Different Types of CDs
Introduction
Even during difficult economic times, certificates of deposit continue to be an investment option for investors. There are various types of CDs. If you are an investor, you have to find a CD that fits your particular investment goals. If you are interested in CDs, the following are some of the options that you have.
Traditional
The way that traditional CDs work is that you deposit a specific amount of money for a specific length of time. As a result, you receive a specified rate of interest. At the end of the investment term, you could cash out. Or, if you prefer, you could simply roll over the CD for another investment term. If you wish, you could add more money during the investment term or if you decide to roll over the CD. However, you should note that there are penalties for withdrawing your money early. In fact, the penalties for withdrawing your money early can be very severe.
Bump Up
If you are interested in taking advantage of rising rates, then you might be interested in getting a bump up CD. Bump up CDs are flexible in the sense that if you buy a CD at a specific rate and then later the bank decides to offer a higher rate of interest, having a bump up CD enables you to tell the bank that you would like to get the higher interest rate for the rest of the investment term. Granted, banks that offer this option may only allow you to have one bump up per investment term.
Liquid
Sometimes investors want to withdraw money from a CD without having to face harsh financial penalties. In other words, they want their CDs to be liquid. It is true that’s sometimes you might have to keep a minimum amount of money in the account in order to be able to have a liquid CD. Also, you have to read the fine print and make sure that you understand when you can make a withdrawal. For example, you need to understand exactly how much time must elapse before you are able to make your withdrawal. Do you have to wait ten days? Or, do you have to wait much longer? Another issue that you have to consider is the issue of how many times you can make withdrawals. For example, can you make a withdrawal only one time? Or, are you able to make multiple withdrawals?
Zero Coupon
Just like there are zero coupon bonds, there are also zero coupon CDs. The way that this works is as follows. For instance, if you purchase a seven year $200,000 CD with a 5% interest rate for $100,000, there would be no interest payments for you during the seven year term. Nonetheless, you would still have to pay taxes on the interest even though you are not receiving the interest yet.

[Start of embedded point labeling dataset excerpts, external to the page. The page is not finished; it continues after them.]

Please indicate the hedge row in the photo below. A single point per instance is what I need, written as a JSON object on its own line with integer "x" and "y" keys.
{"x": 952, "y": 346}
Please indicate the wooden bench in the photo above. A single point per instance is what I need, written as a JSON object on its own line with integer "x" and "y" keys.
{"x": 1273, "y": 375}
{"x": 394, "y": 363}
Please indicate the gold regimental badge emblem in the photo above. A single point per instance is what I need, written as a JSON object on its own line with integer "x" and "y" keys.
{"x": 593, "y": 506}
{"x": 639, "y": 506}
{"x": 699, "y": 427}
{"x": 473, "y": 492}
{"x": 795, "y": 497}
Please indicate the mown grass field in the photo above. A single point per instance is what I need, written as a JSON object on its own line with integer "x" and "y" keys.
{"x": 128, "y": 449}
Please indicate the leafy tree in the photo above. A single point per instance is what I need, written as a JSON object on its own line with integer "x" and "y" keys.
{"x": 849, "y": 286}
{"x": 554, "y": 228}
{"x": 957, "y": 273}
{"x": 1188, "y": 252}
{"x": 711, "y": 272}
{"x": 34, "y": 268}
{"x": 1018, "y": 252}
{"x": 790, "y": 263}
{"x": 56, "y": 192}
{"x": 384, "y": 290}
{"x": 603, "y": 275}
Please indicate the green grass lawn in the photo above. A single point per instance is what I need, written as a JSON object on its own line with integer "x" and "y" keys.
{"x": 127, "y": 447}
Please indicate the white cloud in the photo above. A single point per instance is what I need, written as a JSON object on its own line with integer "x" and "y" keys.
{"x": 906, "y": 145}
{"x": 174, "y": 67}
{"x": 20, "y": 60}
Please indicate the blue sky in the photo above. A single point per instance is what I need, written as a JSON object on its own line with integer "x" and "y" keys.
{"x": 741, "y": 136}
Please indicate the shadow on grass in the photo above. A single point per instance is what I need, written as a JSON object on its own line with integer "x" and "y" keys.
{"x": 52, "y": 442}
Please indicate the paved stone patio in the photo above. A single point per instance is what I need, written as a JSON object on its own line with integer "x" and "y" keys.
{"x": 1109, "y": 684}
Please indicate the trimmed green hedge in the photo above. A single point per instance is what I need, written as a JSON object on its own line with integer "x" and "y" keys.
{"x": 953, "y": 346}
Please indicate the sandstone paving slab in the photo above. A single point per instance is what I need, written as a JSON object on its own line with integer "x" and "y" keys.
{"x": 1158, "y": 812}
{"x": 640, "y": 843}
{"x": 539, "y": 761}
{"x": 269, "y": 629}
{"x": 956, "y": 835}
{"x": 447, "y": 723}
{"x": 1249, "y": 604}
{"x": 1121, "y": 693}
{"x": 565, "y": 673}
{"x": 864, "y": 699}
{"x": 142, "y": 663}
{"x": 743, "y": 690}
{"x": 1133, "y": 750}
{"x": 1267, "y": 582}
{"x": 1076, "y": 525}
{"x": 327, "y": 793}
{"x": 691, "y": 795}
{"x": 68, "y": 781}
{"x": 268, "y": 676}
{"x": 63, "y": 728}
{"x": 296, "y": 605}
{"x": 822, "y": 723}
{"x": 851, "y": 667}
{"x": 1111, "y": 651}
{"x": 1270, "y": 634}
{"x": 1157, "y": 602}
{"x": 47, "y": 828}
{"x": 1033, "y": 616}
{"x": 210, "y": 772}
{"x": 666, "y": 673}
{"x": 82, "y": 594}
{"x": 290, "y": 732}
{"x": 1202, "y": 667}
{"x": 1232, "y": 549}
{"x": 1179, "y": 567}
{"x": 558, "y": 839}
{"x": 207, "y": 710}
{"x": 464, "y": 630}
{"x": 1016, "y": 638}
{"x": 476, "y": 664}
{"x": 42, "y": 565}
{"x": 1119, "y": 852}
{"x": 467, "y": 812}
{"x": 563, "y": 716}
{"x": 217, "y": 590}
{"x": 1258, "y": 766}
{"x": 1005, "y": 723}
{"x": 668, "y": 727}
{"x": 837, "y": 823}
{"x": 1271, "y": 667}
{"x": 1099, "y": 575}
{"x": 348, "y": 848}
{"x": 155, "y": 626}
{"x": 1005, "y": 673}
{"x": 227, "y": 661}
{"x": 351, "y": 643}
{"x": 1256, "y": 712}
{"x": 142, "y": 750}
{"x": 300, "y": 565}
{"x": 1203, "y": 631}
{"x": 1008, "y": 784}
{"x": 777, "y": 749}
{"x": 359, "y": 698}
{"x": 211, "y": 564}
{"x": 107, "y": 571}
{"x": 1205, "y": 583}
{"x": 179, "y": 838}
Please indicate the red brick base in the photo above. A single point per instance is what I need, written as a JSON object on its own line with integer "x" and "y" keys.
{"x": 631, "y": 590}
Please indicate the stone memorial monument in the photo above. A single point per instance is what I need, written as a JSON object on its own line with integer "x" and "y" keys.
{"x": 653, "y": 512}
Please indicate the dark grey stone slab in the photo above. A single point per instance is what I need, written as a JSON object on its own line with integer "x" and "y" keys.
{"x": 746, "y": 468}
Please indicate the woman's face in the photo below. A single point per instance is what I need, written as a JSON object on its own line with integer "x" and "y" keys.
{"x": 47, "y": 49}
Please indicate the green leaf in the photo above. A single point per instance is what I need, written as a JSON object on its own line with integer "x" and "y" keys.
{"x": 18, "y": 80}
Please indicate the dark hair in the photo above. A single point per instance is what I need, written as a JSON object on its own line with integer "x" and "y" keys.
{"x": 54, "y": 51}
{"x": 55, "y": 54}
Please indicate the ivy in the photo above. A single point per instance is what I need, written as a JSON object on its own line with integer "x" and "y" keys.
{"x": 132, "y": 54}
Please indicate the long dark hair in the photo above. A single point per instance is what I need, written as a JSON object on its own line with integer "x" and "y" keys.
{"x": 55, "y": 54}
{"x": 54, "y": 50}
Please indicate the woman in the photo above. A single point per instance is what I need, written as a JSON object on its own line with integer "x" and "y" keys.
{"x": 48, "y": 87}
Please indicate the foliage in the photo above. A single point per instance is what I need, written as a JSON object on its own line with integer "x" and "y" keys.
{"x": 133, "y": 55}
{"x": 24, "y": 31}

Thus, it is very important that financially you are capable of paying the taxes on the interest even though you are not going to get the interest until the investment term is over. So, if you are going to purchase this type of CD, make sure that you can truly afford it and make sure that the tax payments will not put you at financial disadvantage.
Callable
Callable CDs are certificates of deposit that the bank can call away from you after the protection time period has ended. For example, if you had a one year CD with six-month call protection, it means that the bank can call the CD after six months. The reason that banks offer callable CDs is that the investor is assuming the risk. Granted, due to the fact that the investor is assuming the risk, callable CDs will tend to have higher yields than other CDs.
Brokerage
CDs sold through brokerages are known as brokerage CDs. At times, banks will use brokerages in the process of finding investors who want to buy CDs. Brokerage CDs sometimes pay higher interest rates than the CDs that you might find at the bank. The reason for this is that the banks that use brokerage CDs are in competition. These particular CDs tend to be more liquid than the CDs you would get at the bank due to the fact that these CDs can be traded on the market in the same way that bonds are traded. There are also call options on brokerage CDs. Granted, there is no assurance that you will not lose in this trading process. Holding the CD until it matures is the only way to make sure that you get your investment principal and interest.
High Yield
Some CDs are high yield CDs. These CDs do sometimes require an investor to invest a minimum amount in order to get the CD. However, these CDs offer the highest interest rates available. Typically, in order to find these, you should do an internet search because that will quickly enable you to see what rates are available. Also, the interest rates do change. For example, the highest yield CD in one month may not be the highest yield CD in the next month because some other bank may start marketing a higher yield CD. You just have to constantly check in order to see what is available.
Jumbo
Jumbo CDs are usually $100,000 or more. Jumbo CDs carry low risk and are very safe investments for individuals who want to invest a large amount of money. Jumbo CDs are similar to other certificates of deposit in the sense that the investor invests the money and then the money is held by the bank for a specific term. At the end of the term, the investor receives the principal plus interest. Of note, due to the fact that it typically takes a lot of money to invest in this, millionaires, investment funds and organizations with a lot of money tend to invest in Jumbo CDs. They do this because the jumbo CDs give them a stable source of income.
Conclusion
Investing in CDs need not be a dilemma. Remember that you have several choices of CDs to invest in. Also, you can invest for a one year term or you can invest for a term of more than one year. If you decide to invest in CDs, the main thing is to make sure that you understand the terms of the agreement. Make sure that the terms are acceptable to you and that you can afford to invest your money. If you understand the terms and if you can afford to invest, CDs can be a good investment.